The rate of new infections finally subsided in early 2009. Officials say no evidence emerged that Agent.btz succeeded in communicating with a master computer or in putting secret documents in enemy hands. The ban on thumb drives has been partially lifted because other security measures have been put in place.
‘A great catalyst’
Buckshot Yankee bolstered the argument for creating Cyber Command, a new unit designed to protect the military’s computer and communications systems. It gave NSA Director Alexander the platform to press the case, advocated by others, that the new command should be able to use the NSA’s capabilities to obtain foreign intelligence to defend the military’s systems.
“It was a great catalyst,” said Alexander, although the effort later faced questions about whether the head of the largest and most secretive intelligence agency should also lead the new organization.
The new organization, which has a staff of 750 and a budget of $155 million, brings together the Joint Task Force-Global Network Operations, which carried out the bulk of the cleanup work under Buckshot Yankee, and the Network Warfare unit, the military’s offensive cyber arm. It began full operations on Oct. 31, 2010, with Alexander as its head.
But the creation of Cyber Command did not resolve several key debates over the national response to cyberthreats. Agent.btz provoked renewed discussion among senior officials at the White House and key departments about how to best protect critical private-sector networks.
Some officials argued that the military was better equipped than the Department of Homeland Security to respond to a major destructive attack on a power grid or other critical system, but others disagreed.
“Cyber Command and [Strategic Command] were asking for way too much authority” by seeking permission to take “unilateral action . . . inside the United States,” said Gen.

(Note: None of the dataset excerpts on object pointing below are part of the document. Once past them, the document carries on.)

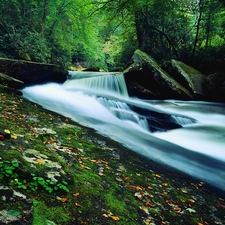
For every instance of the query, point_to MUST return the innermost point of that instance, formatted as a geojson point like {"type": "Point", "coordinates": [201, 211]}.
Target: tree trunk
{"type": "Point", "coordinates": [44, 18]}
{"type": "Point", "coordinates": [197, 31]}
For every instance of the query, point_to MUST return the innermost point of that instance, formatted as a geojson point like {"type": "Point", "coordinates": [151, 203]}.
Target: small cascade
{"type": "Point", "coordinates": [109, 83]}
{"type": "Point", "coordinates": [183, 121]}
{"type": "Point", "coordinates": [122, 111]}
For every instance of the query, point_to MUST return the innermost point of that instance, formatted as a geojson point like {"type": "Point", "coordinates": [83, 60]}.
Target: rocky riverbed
{"type": "Point", "coordinates": [54, 171]}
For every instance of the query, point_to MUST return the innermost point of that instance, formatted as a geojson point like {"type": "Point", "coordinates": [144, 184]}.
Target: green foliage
{"type": "Point", "coordinates": [104, 34]}
{"type": "Point", "coordinates": [47, 184]}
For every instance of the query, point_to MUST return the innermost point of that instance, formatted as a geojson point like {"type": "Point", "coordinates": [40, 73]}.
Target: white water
{"type": "Point", "coordinates": [101, 101]}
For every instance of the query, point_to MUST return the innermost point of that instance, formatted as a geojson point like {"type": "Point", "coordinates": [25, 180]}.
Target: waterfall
{"type": "Point", "coordinates": [189, 136]}
{"type": "Point", "coordinates": [111, 83]}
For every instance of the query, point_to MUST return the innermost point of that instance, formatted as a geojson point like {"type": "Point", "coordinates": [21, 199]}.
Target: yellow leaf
{"type": "Point", "coordinates": [76, 194]}
{"type": "Point", "coordinates": [7, 131]}
{"type": "Point", "coordinates": [65, 199]}
{"type": "Point", "coordinates": [14, 137]}
{"type": "Point", "coordinates": [40, 161]}
{"type": "Point", "coordinates": [115, 218]}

James E. Cartwright Jr., who retired as vice chairman of the Joint Chiefs in August.
Officials also debated how aggressive military commanders can be in defending their computer systems.
“You have the right of self-defense, but you don’t know how far you can carry it and under what circumstances, and in what places,” Cartwright said. “So for a commander who’s out there in a very ambiguous world looking for guidance, if somebody attacks them, are they supposed to run? Can they respond?”